Lis Sénèque !

« Lis Sénèque ! », disait le personnage joué par Lucchini dans Art.

 

Nous nous laissons souvent gouverner par la colère. C’est un des points délicats du métier d’enseignant : reconnaître la frontière entre l’autorité et l’autoritarisme et se placer du bon côté.

Dans mes premières années d’enseignement, dans un collège un peu difficile, un peu mais sans plus, du haut de mon manque d’expérience et pourvue d’une absence de talent naturel pour la relation pédagogique, je me faisais presque bordéliser. Le presque est d’importance. On se raccroche à ce qu’on peut. Y compris aux collègues en salle des profs, tour à tour bouées de sauvetage et compagnons de naufrage.

Un de ces collègues m’avait raconté avoir fait sa première année dans un bahut difficile (on disait ZEP à l’époque). Il y avait une classe en particulier avec laquelle il ne s’en sortait pas. Et il s’en voulait, il se sentait incompétent, il se sentait « attaqué » par les élèves, comme s’ils s’en prenaient personnellement à lui. Et ça le rendait malade. Au point qu’un soir, il a vomi en rentrant chez lui. Ce jour, il s’est dit que plus jamais ça n’arriverait. Sa solution : le mode connard.

Devant les élèves, tu joues les méchants. Et le soir tu débranches le mode connard. Tu changes de peau. Du coup, celui qui était attaqué, ce n’est plus toi, c’est l’autre, le méchant. Et en réalité, si tu joues au méchant, c’est que tu t’y es préparé. Tu supportes bien mieux les « attaques » des élèves, qui n’ont finalement rien de personnel. Tu prends plus de recul. Tu es moins envahi par la colère. Et en vrai, tu deviens moins méchant car plus juste. Tu gagnes en autorité.

 

De la colère, de Sénèque raconte à peu près cela, entre autres.
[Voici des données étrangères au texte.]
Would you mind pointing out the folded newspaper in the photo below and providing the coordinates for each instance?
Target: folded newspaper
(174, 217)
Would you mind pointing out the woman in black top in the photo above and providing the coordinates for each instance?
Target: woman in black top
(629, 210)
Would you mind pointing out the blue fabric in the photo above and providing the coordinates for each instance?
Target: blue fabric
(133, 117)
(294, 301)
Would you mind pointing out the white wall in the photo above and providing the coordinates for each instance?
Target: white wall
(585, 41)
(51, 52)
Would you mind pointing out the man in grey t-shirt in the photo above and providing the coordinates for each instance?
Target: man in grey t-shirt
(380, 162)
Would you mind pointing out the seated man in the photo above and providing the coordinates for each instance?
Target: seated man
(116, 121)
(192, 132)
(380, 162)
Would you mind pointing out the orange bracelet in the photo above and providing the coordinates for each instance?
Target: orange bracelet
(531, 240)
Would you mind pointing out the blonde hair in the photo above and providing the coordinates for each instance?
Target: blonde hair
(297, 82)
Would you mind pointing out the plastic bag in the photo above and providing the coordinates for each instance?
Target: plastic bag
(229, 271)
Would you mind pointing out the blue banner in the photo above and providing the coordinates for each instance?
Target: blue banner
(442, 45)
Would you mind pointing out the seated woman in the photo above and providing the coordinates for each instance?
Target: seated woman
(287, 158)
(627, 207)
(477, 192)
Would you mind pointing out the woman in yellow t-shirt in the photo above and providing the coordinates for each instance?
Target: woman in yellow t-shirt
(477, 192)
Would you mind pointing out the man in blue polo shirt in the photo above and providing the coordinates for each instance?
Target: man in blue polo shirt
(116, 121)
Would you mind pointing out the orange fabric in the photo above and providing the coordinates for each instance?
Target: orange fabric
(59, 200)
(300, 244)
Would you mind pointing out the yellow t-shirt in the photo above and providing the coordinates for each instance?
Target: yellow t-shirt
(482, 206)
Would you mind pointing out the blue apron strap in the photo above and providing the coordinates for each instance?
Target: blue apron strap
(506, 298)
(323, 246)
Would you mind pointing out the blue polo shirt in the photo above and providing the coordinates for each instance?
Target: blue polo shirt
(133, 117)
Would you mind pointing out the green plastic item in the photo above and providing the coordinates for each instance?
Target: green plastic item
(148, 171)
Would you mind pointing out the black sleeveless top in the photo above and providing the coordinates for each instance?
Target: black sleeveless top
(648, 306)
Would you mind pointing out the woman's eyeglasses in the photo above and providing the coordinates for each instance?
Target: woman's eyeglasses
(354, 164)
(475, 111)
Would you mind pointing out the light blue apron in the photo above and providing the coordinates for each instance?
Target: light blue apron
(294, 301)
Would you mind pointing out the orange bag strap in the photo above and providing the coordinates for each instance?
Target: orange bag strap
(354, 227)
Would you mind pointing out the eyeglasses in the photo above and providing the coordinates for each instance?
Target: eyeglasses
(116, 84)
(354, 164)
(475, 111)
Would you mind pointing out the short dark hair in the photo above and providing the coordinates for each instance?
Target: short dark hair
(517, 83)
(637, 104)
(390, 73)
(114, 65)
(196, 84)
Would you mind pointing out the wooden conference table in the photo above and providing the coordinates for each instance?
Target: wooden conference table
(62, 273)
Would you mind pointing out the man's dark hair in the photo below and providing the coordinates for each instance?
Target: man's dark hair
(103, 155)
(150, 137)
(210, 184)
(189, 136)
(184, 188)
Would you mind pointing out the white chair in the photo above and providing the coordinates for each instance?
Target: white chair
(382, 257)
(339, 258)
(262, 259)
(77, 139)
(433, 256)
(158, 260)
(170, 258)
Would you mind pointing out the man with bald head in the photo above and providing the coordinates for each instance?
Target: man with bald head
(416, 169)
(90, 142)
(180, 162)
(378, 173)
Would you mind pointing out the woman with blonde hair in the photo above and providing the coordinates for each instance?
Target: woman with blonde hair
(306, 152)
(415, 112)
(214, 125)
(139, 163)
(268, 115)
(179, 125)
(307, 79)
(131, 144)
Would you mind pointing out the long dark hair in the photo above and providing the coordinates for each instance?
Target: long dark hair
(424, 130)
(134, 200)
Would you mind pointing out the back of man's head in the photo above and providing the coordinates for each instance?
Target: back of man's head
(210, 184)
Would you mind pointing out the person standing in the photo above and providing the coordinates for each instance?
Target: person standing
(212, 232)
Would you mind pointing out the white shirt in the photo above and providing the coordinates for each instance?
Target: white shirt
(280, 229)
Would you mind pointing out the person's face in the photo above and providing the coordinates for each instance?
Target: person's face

Il donne beaucoup d’exemples de la cruauté, de la violence dont faisaient preuve les gens à l’époque (zut, quelle époque au fait ?). Un peu répétitif mais pas inintéressant.

Cela explique en long, en large et en travers qu’il ne faut pas se laisser atteindre par les bassesses, car ou bien il y a plein de bonnes raisons qu’elles existent, ou bien (soyons honnêtes) reconnaissons que nous-mêmes, nous ne sommes pas des anges avec les autres. Alors ne nous laissons pas envahir par la colère.

 

C’est un peu rassurant de se dire que le manque d’humanité chez les hommes, c’est pas nouveau. Donc la société actuelle n’est pas particulièrement décadente.

Ou c’est un peu déprimant de penser que des siècles n’ont finalement pas été suffisants à améliorer l’espèce humaine.

 

Évidemment, à la fréquentation de mes 3ème Boulets, cela ne faisait aucun doute pour moi. Et comment du coup espérer les voir s’améliorer, ou même en tirer quoi que ce soit… D’autant qu’ils déteignent. Je ne dirais pas qu’à jouer au plus con, ils vont perdre, parce que je ne me permettrais pas. Et cet état d’esprit, ça dégénère toujours : et pour un œil, les deux yeux, et pour une dent, toute la gueule…

Mais ils me font perdre mes moyens et mes cours sont de pire en pire avec eux. On fait un genre de concours de nullité, eux et moi. M’enfin ils gagnent facile encore…

 

Ça y est, j’ai lu Sénèque !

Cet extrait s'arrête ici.